Rumput laut ini kemudian dimuat dalam container 40 feet sebelum dibawa ke pelabuhan untuk didistribusikan ke mancanegara.
Dalam kondisi standar minimal begini saja, rumput laut mentah laku keras dan bahkan pihak buyer di negara negara Asia — khususnya China — mengatakan padanya, “Pak Haji kirim berapa container pun bapak kirim kami akan terima dan langsung bayar,” begitu ceritanya.
Di lain tempat di Gresik, Jawa Timur, seseorang yang asalnya adalah seorang pengumpul ikan sisa pelelangan kecil-kecilan, telah tumbuh dalam 30 tahun ini menjadi eksportir Ikan beku dan produk hasil olahan ikan laut lainnya dengan nilai annual sale sebelum pandemi Covid-19 sebesar Rp 5 Triliun!
Seorang professor pada Departemen Pertanian Universität Hohenheim-Stuttgart, Jerman, pernah memberi saran kepada para kandidat doktor asal Indonesia yang ingin menulis riset S3 di universitas yang terkenal untuk bidang teknik pertanian dan pangannya itu.

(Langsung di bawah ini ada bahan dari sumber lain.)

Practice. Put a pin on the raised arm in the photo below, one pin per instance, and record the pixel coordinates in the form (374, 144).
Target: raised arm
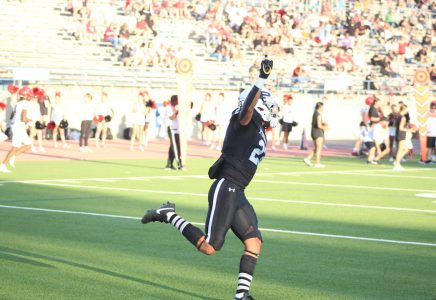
(250, 102)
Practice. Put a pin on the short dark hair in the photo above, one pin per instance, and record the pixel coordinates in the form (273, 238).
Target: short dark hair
(318, 105)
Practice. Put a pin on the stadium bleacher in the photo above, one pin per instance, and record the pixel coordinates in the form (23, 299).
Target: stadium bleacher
(39, 36)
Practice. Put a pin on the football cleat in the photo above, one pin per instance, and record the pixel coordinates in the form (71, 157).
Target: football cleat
(159, 214)
(245, 296)
(307, 162)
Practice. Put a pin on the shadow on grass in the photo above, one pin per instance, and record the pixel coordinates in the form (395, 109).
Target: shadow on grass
(15, 252)
(5, 255)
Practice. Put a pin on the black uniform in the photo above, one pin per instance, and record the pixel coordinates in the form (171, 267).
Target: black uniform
(243, 149)
(316, 131)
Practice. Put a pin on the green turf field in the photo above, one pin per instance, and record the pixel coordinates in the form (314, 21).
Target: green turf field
(349, 231)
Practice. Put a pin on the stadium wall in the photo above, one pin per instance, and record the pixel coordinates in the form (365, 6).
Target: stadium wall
(342, 112)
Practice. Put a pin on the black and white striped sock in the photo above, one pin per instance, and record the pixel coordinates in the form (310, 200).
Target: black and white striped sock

Sarannya adalah sebagai berikut :
Kandidat doktor pertanian asal Indonesia yang mengajukan proposal disertasi kepada professor pembimbing untuk memperoleh gelar doktor pada universitas kami selalu saja memilih tema riset sekitar gandum, keju, apel, anggur dan hal-hal khas Eropa lainnya.
Mereka pikir itu adalah pemilihan tema riset yang tepat, mengingat para professor Jerman pembimbing mereka adalah ahli pada bidang-bidang tersebut.
Tapi, sebenarnya, pemikiran seperti ini agak keliru. Berikut pemikiran para professor tersebut:
“Kami sebagai pembimbing program doktoran tentu juga ingin belajar dari mereka tentang jenis tanaman asal tanah air mereka sendiri.”
“Kami ingin para kandidat itu menulis tema riset seperti tentang kangkung, salak, durian, rambutan, dan lain-lain.”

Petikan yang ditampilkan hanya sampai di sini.